Introduction
Entry Processors (EP) allow you to create/update/delete a single cache entry at a time in a guaranteed atomic operation. What if you want to write an application that mutates multiple cache entries at a time in an atomic operation via an EP, and additionally you want to do this over multiple caches?
This is now possible in Coherence 3.7, which introduced the concept of ‘Partition Level Transactions’. This allows you to insert/update/mutate multiple cache entries in the same partition, via an Entry Processor (EP), in a single atomic operation.
When you run a “normal” Entry Processor (EP) against an entry you get a couple of things for “free”:
- Guaranteed once and only once execution of the EP against the data. On a node failure during execution if the EP did not complete, it will be re-executed on the primary copy of the data when the data is recovered.

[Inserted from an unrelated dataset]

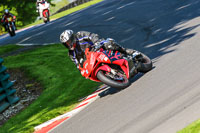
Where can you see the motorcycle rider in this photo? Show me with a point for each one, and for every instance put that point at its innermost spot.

- Implicit concurrency control while executing the EP. This ensuring only one EP can ever be executing against a particular key at a time. Lock free processing, very powerful.
Using Partition Level Transactions
In 3.7 you can now use BackingMapContext.getBackingMapEntry() to access another cache and any mutations will be added to the EP’s ‘sandbox’ of changes that will be guaranteed to be saved as an atomic operation. The pre-requisites for this are:
- The caches must belong to the same service.
- They must exist in the same partition. This is achieved by using data affinity. See Here for more information.
- You must ensure you do not access the keys out of order and cause a deadlock, although the sandbox will detect this and throw an exception.
It was possible to update multiple entries prior to 3.7 by accessing the BackingMap directly, but the atomic operation only covered the key you were updating, not the direct accesses to a different BackingMap.
See this video, which has a good explanation of this feature.
The Example
Consider the use-case where we have a Customer object with an order total attribute and a Order object that belongs to a customer and has an order total. What we want to be able to do is to insert the new order and at the same time ensure that the order total on the Customer object is always updated to reflect the new total.
Firstly we need our Order and Customer objects. As specified above we need to use data affinity (KeyAssociation) to ensure that all orders for a given customer exist in the same partition.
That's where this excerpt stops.